I'm currently, close to 2 years semi-sober(doing a new moderation based approach to my addiction, very successfully, smoking exactly once every 4 weeks. Bit unrelated to the stimulant thing, it's more about relapse avoidance. But it's worked wonders so far.) and doing better than ever, but I still have a long way to go. And I will fight anyone who sows FUD about amphetamine or methylphenidate. These are wonder drugs. If you want to freak out about psych meds, go read up on neuroleptics. Now there's something truly horrifying. But of course, that only happens to crazy people hidden away in mental wards, so no one cares about them. I've been to those mental wards and I have seen some shit I will never forget. People whose lives were destroyed, reduced to an unbearable living hell for the remainder, by a supposed "treatment". These people are treated like animals.

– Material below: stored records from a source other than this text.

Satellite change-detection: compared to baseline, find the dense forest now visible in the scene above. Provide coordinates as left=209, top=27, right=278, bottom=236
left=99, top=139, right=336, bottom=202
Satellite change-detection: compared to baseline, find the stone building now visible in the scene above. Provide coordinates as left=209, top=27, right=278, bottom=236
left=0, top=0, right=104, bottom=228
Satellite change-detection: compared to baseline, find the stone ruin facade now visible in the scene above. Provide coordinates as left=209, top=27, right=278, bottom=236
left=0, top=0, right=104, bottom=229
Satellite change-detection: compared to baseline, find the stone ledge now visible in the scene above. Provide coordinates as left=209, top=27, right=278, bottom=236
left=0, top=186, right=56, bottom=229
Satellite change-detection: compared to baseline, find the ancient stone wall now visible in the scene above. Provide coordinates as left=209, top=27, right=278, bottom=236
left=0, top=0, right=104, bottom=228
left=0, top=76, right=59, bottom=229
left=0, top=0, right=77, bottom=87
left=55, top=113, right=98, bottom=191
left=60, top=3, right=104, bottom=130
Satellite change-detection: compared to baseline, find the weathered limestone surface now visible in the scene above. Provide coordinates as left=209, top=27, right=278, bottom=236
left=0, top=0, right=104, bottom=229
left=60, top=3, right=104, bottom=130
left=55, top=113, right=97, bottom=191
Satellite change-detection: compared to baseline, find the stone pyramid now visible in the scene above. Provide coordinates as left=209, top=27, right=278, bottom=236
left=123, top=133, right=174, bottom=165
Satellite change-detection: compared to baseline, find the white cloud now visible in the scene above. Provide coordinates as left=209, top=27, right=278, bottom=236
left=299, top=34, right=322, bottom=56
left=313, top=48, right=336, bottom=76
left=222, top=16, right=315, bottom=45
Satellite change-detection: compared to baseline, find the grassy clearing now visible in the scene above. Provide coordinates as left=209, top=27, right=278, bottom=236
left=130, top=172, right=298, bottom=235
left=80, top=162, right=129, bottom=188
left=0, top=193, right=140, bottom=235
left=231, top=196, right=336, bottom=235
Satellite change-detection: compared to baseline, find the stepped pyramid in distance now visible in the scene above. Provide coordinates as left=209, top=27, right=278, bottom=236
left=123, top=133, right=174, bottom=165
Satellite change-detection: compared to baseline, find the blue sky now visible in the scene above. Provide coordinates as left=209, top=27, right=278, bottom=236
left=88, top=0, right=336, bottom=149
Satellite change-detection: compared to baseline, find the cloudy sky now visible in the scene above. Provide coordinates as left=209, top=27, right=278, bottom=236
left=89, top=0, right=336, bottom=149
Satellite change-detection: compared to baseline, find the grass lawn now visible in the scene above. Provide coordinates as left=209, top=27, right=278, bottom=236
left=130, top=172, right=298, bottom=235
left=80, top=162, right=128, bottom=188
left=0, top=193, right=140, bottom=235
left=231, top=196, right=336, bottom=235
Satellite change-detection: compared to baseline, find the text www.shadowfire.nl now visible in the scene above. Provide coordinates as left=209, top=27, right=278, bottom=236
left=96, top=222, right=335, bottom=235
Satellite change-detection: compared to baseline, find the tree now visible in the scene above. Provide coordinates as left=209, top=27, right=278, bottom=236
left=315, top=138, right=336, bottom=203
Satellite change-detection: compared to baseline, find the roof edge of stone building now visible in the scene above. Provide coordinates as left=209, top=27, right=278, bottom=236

Go talk about that. Shut the fuck up about stimulants and SSRIs already, jesus. And go touch some grass.
Autism was split into autism and Asperger’s.
But calling people with social challenges “Assburgers,” I mean, wow. Just wow.
> Asperger’s
This term has a complicated history so people use "high-functioning" now. Many refer to Hans Asperger as a Nazi eugenicist. Reasonably, I'd say.
https://en.wikipedia.org/wiki/Hans_Asperger#Children_sent_to...
https://en.wikipedia.org/wiki/Am_Spiegelgrund_clinic#Experim...
> Just as the physician must often make painful incisions during the treatment of individuals, we must also make incisions in the national body, out of a sense of responsibility: we must make sure that those patients who would pass on their diseases to distant generations, to the detriment of the individual and of the Volk, are prevented from passing on their diseased hereditary material
I’ve been using “autism that I care about” because a large number of people I encounter are on the spectrum / neurodivergent (hobbies and work I suppose) that require very different interventions and accommodations that people with whatever you call significantly affected people with autism are called (eg, Rain Man, etc).
Not that people low on the spectrum aren’t important, they are, but that just using standard interaction tactics that I would with non-spectrum people works well enough.
So trying to save time that someone doesn’t need to interrupt the conversation to say they are on the spectrum and can only eat smooth foods or whatever.